Google’s cloud platform gives users the option to either train their own models or rely on a large collection of pre-trained models. There is also a prebuilt system focused on delivering visual product search for companies organizing their listings.

AWS’s identification service focuses on classifying images with facial metrics and trained object models. It also offers celebrity tagging and content moderation options for social media applications. A prebuilt application has been designed to enforce workplace safety rules by watching video footage to make sure every visible employee wears personal protective equipment (PPE).

Major computing companies are also heavily involved in the search for autonomous travel, a challenge that relies on many AI algorithms, but especially machine vision algorithms. Google and Apple, for example, are widely reported to be developing cars that use multiple cameras to plan routes and avoid obstacles. They rely on a combination of traditional cameras as well as some that use laser-like structured lighting.

Machine Vision Startup Scene

Many machine vision startups are focusing on applying the theme for the construction of autonomous vehicles. Startups such as Waymo, Pony AI, Wayve, Aeye, Cruise Automation and Argo are some of the significantly funded startups that are building software and sensor systems that will allow cars and other platforms to navigate the streets themselves.

Some manufacturers are using algorithms to help enhance their product line by guiding robotic assembly or checking parts for errors. Saked Vision, for example, creates three-dimensional scans of products to see defects. VO Robotics has created a visual system to monitor “workcells” to observe dangerous interactions between humans and robotic devices.

Tracking humans as they move around the world is a great opportunity, whether for safety, security or compliance reasons. For example, VergeSense is developing a “workplace analytics” solution that hopes to optimize how companies use shared offices and hot desks. Kairos builds privacy-savvy facial recognition tools that help companies get to know their customers and enhance the experience with options like more aware kiosks. AiCure recognizes patients by their face, distributes the correct medications and monitors them to make sure they are taking medication. TruFace looks to customers and employees to detect high temperatures and apply mask requirements.

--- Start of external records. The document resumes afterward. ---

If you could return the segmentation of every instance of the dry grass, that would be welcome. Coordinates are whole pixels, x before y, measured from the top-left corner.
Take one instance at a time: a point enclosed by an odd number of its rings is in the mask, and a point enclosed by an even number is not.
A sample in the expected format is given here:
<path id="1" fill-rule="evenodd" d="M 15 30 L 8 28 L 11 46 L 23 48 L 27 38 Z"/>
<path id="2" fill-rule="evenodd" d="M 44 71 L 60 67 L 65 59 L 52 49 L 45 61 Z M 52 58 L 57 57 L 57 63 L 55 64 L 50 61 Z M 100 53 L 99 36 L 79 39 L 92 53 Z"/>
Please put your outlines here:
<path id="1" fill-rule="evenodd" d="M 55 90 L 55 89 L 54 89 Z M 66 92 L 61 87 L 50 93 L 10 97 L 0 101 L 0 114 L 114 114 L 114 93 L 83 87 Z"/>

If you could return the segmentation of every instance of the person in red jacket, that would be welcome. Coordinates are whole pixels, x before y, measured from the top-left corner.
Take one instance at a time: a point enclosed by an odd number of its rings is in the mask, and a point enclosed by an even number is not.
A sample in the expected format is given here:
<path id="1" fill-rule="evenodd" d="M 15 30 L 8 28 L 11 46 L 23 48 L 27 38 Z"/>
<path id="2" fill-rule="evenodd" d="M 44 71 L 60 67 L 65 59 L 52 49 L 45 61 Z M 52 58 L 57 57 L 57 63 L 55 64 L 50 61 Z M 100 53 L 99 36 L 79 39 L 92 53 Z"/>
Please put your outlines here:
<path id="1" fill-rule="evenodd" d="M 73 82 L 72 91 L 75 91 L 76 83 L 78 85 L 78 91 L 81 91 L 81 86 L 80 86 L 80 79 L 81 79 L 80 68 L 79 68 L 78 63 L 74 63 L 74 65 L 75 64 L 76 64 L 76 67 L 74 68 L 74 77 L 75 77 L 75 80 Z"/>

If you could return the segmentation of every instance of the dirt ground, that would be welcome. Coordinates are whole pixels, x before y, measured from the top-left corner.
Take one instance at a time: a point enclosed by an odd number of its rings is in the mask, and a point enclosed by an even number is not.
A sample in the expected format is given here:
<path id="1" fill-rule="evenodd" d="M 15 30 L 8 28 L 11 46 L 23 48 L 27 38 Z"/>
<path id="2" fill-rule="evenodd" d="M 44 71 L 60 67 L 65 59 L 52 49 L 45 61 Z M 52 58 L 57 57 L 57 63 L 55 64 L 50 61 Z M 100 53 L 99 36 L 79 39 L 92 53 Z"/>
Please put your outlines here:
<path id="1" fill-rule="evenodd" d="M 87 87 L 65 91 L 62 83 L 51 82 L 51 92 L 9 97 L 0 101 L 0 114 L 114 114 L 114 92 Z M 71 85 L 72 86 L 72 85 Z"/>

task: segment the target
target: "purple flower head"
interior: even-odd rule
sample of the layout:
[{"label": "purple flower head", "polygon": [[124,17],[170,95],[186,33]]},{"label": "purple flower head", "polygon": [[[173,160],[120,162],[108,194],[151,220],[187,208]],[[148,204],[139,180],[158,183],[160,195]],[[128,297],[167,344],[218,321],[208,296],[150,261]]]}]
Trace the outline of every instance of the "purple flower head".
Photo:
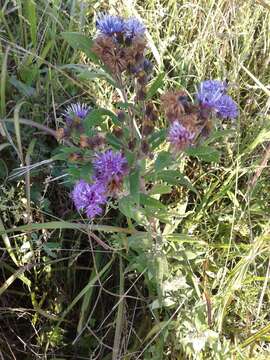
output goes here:
[{"label": "purple flower head", "polygon": [[175,150],[183,150],[189,146],[195,137],[195,133],[186,129],[178,121],[174,121],[169,129],[168,141]]},{"label": "purple flower head", "polygon": [[135,36],[142,36],[145,33],[144,24],[135,17],[129,18],[124,22],[124,32],[127,38],[134,38]]},{"label": "purple flower head", "polygon": [[124,31],[124,21],[120,16],[100,14],[96,21],[97,29],[101,34],[114,36]]},{"label": "purple flower head", "polygon": [[102,214],[102,205],[106,203],[104,185],[101,183],[88,184],[80,180],[72,191],[72,199],[78,211],[85,211],[88,218],[93,219]]},{"label": "purple flower head", "polygon": [[71,126],[74,118],[84,120],[86,116],[90,113],[91,109],[91,106],[80,102],[67,106],[66,110],[63,113],[66,118],[67,125]]},{"label": "purple flower head", "polygon": [[238,109],[233,99],[226,94],[227,84],[219,80],[206,80],[200,85],[197,99],[202,107],[214,110],[222,118],[236,118]]},{"label": "purple flower head", "polygon": [[97,154],[93,166],[94,179],[105,186],[113,183],[114,186],[119,187],[123,177],[128,173],[127,160],[119,151],[107,150],[105,153]]},{"label": "purple flower head", "polygon": [[226,94],[227,84],[219,80],[206,80],[200,85],[197,93],[198,101],[209,107],[214,106],[215,102],[224,94]]},{"label": "purple flower head", "polygon": [[235,119],[238,116],[237,105],[229,95],[221,96],[216,101],[214,108],[221,118]]}]

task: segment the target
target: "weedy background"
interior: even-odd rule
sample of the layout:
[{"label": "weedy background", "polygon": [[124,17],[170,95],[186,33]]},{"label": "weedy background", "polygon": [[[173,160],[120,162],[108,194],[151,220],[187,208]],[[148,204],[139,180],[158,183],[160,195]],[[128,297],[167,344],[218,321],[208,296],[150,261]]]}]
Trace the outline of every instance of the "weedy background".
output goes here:
[{"label": "weedy background", "polygon": [[[190,182],[168,195],[189,236],[166,239],[162,274],[148,239],[132,239],[137,252],[105,250],[63,222],[75,212],[43,130],[71,101],[116,97],[78,71],[89,61],[61,36],[92,37],[100,11],[145,22],[155,75],[166,72],[160,93],[226,78],[241,110],[216,141],[220,162],[188,161]],[[269,14],[268,0],[1,0],[1,359],[269,358]],[[103,223],[125,225],[116,210]],[[98,235],[114,249],[127,240]]]}]

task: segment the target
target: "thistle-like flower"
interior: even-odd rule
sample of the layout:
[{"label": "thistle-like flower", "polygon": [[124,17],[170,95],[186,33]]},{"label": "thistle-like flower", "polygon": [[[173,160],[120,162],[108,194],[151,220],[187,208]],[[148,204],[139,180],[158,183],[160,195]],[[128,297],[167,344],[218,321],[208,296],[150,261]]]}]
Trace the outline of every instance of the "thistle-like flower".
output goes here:
[{"label": "thistle-like flower", "polygon": [[114,36],[124,31],[124,21],[120,16],[100,14],[96,27],[102,35]]},{"label": "thistle-like flower", "polygon": [[200,84],[197,99],[200,103],[212,107],[227,91],[227,84],[219,80],[205,80]]},{"label": "thistle-like flower", "polygon": [[221,118],[235,119],[238,116],[237,105],[229,95],[223,95],[216,101],[215,110]]},{"label": "thistle-like flower", "polygon": [[86,116],[90,113],[91,109],[91,106],[85,103],[77,102],[74,104],[70,104],[63,112],[67,125],[71,126],[76,119],[79,120],[80,123],[80,121],[84,120]]},{"label": "thistle-like flower", "polygon": [[103,183],[108,192],[114,193],[120,188],[128,173],[128,163],[120,152],[107,150],[96,155],[93,161],[94,179]]},{"label": "thistle-like flower", "polygon": [[235,118],[238,109],[233,99],[226,94],[227,84],[219,80],[203,81],[197,93],[197,100],[201,107],[212,109],[222,118]]},{"label": "thistle-like flower", "polygon": [[178,121],[174,121],[169,129],[168,141],[176,151],[181,151],[191,145],[195,133],[189,131]]},{"label": "thistle-like flower", "polygon": [[135,36],[143,36],[145,26],[140,20],[132,17],[124,21],[124,33],[128,39],[133,39]]},{"label": "thistle-like flower", "polygon": [[102,183],[88,184],[84,180],[80,180],[75,184],[71,196],[76,209],[84,211],[90,219],[102,214],[102,205],[107,200],[105,187]]}]

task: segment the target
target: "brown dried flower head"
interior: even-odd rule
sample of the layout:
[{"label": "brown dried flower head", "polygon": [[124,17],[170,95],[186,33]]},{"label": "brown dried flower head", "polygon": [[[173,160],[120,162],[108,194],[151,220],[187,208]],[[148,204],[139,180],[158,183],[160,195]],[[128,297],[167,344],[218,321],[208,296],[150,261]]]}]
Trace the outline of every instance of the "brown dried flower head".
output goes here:
[{"label": "brown dried flower head", "polygon": [[152,102],[148,102],[145,107],[145,116],[155,122],[158,119],[158,112]]},{"label": "brown dried flower head", "polygon": [[126,70],[126,49],[122,48],[113,38],[106,35],[98,36],[94,41],[92,51],[113,73],[119,74]]},{"label": "brown dried flower head", "polygon": [[180,116],[185,113],[185,106],[182,99],[186,98],[186,96],[185,91],[169,91],[162,95],[161,104],[170,122],[179,119]]},{"label": "brown dried flower head", "polygon": [[126,59],[129,66],[138,65],[143,61],[146,45],[147,42],[144,36],[136,36],[132,40],[131,45],[126,49]]},{"label": "brown dried flower head", "polygon": [[88,149],[97,149],[104,145],[105,139],[101,135],[95,135],[95,136],[86,136],[81,135],[80,136],[80,146],[82,148],[88,148]]}]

Other machine vision companies are focusing on small works. Remini, for example, offers “AI Photo Enhancer” as an online service that will add detail to enhance images by increasing their apparent resolution.

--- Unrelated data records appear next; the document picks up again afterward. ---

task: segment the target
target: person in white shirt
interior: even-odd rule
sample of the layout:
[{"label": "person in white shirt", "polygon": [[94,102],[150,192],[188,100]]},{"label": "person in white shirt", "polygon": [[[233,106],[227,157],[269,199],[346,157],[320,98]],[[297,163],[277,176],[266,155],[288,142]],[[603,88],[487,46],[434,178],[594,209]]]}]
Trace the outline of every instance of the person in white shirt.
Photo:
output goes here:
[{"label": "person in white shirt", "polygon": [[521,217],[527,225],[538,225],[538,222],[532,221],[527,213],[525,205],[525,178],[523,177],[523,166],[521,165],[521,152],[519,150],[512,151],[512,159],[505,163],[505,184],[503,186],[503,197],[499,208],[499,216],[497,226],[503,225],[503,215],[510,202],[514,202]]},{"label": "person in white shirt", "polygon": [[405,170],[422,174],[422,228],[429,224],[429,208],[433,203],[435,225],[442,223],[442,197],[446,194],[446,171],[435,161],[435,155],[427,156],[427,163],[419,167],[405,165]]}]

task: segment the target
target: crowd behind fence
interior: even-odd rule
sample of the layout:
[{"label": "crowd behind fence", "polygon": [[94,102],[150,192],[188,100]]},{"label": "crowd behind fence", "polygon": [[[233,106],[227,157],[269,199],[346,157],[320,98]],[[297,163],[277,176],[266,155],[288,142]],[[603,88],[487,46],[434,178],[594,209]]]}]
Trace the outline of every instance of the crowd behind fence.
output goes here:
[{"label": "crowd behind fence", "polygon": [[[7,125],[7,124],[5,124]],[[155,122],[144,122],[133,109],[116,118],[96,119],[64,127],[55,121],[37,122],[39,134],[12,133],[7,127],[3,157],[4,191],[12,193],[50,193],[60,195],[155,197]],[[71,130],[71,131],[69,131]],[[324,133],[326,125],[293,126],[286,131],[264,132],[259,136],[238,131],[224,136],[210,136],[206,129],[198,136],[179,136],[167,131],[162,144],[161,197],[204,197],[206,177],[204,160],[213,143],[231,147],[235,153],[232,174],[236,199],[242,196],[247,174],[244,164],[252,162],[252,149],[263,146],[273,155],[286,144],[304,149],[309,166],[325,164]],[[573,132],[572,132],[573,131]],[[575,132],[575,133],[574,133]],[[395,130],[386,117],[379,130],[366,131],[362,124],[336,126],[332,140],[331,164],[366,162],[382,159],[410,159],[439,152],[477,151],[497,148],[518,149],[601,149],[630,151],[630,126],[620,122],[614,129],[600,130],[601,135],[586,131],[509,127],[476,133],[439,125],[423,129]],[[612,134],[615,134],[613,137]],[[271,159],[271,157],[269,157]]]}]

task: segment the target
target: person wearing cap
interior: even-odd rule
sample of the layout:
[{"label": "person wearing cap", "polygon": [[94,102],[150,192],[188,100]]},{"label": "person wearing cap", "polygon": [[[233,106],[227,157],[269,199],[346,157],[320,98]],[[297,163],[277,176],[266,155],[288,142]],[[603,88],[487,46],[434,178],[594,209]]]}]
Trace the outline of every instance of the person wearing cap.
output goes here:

What machine vision can’t do

The gap between AI and human capability is, perhaps, greater than other areas such as voice recognition for machine vision algorithms. Algorithms succeed when they are asked to identify objects that are largely immutable. For example, people’s faces are largely fixed, and the collection of the ratio of the distance between the main features, such as the corners of the nose and eyes, rarely varies much. So image recognition algorithms specialize in finding large collections of photos for faces showing similar ratios.

But also basic concepts such as understanding what makes a chair confusing with variation. There are thousands of different types of things where people can sit, and maybe even millions of examples. Some are creating databases that look for specific replicas of known items but it is often difficult for machines to properly classify new items.

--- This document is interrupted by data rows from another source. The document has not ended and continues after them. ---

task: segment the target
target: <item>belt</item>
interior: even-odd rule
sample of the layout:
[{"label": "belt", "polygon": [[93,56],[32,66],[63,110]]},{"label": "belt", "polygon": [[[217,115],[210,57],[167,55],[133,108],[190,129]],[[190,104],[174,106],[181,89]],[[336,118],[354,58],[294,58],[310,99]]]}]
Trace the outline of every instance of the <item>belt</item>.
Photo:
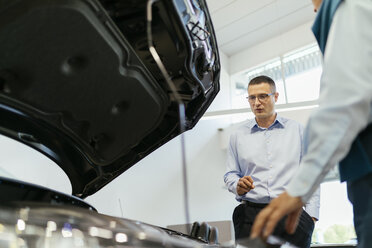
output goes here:
[{"label": "belt", "polygon": [[250,207],[255,207],[255,208],[264,208],[267,205],[269,205],[268,203],[256,203],[256,202],[250,202],[250,201],[245,201],[245,200],[242,201],[242,204],[246,206],[250,206]]}]

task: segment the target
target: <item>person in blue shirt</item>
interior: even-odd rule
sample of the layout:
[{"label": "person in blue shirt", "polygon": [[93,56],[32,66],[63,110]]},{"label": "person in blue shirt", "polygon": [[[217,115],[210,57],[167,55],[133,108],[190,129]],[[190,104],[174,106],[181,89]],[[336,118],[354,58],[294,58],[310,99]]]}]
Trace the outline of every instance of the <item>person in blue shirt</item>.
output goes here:
[{"label": "person in blue shirt", "polygon": [[372,247],[372,1],[313,3],[318,12],[313,32],[324,54],[319,108],[306,126],[299,171],[257,216],[251,238],[267,238],[285,215],[286,230],[293,233],[303,204],[339,164],[358,248]]},{"label": "person in blue shirt", "polygon": [[[230,137],[224,181],[241,202],[233,213],[238,243],[249,237],[261,209],[284,192],[301,161],[303,128],[275,112],[278,97],[270,77],[253,78],[247,98],[255,118],[238,127]],[[305,210],[301,228],[295,234],[285,232],[284,220],[275,234],[299,247],[310,247],[314,221],[319,218],[319,194],[308,201]]]}]

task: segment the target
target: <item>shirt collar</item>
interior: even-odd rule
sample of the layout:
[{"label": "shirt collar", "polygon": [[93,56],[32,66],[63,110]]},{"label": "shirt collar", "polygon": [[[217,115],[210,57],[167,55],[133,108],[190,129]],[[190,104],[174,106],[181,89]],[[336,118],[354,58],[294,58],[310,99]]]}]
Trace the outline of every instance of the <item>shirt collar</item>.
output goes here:
[{"label": "shirt collar", "polygon": [[262,128],[257,124],[256,118],[251,119],[247,126],[252,131],[259,131],[259,130],[266,130],[266,129],[272,129],[272,128],[284,128],[285,127],[285,119],[283,119],[281,116],[276,114],[276,118],[268,128]]}]

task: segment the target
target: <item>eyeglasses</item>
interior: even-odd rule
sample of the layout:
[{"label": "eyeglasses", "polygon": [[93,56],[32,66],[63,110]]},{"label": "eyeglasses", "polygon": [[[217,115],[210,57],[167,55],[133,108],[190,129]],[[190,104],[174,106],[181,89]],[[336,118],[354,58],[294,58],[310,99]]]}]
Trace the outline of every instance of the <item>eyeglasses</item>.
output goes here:
[{"label": "eyeglasses", "polygon": [[275,92],[270,93],[270,94],[259,94],[257,96],[252,95],[252,96],[248,96],[247,99],[249,102],[255,102],[256,98],[258,98],[260,102],[263,102],[263,101],[266,101],[269,96],[272,96],[274,94]]}]

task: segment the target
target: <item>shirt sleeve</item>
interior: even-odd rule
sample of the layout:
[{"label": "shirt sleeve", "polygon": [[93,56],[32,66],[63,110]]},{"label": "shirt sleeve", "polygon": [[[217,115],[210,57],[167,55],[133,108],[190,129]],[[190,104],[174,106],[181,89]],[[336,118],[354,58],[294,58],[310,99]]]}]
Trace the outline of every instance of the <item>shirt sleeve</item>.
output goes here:
[{"label": "shirt sleeve", "polygon": [[239,178],[241,178],[241,172],[238,163],[236,149],[236,133],[230,136],[229,147],[227,151],[227,161],[226,161],[226,173],[224,175],[225,185],[228,190],[235,194],[236,199],[241,201],[241,196],[236,192],[236,186],[238,184]]},{"label": "shirt sleeve", "polygon": [[372,2],[345,0],[329,32],[319,109],[305,130],[305,156],[287,192],[307,202],[371,122]]},{"label": "shirt sleeve", "polygon": [[315,190],[314,194],[305,204],[305,211],[313,218],[319,220],[319,208],[320,208],[320,188]]},{"label": "shirt sleeve", "polygon": [[[299,131],[301,136],[301,155],[300,159],[302,159],[304,155],[304,142],[303,142],[303,136],[304,136],[304,129],[301,124],[299,124]],[[319,220],[319,208],[320,208],[320,188],[318,188],[315,193],[311,196],[311,198],[306,202],[305,204],[305,211],[313,218],[316,218]]]}]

The specific challenge comes from the quality of the sensors. The human eye can operate in a wide range of light, but digital cameras have difficulty matching the display when the light is low. On the other hand, there are some sensors that can detect colors outside the range of rods and cones in the human eye. An active field of research is using this vast capacity to allow machine vision algorithms to discover objects that are literally invisible to the human eye.

read more: How will AI be used ethically in the future? AI Responsibility Lab has a plan

Similar Posts

Leave a Reply

Your email address will not be published.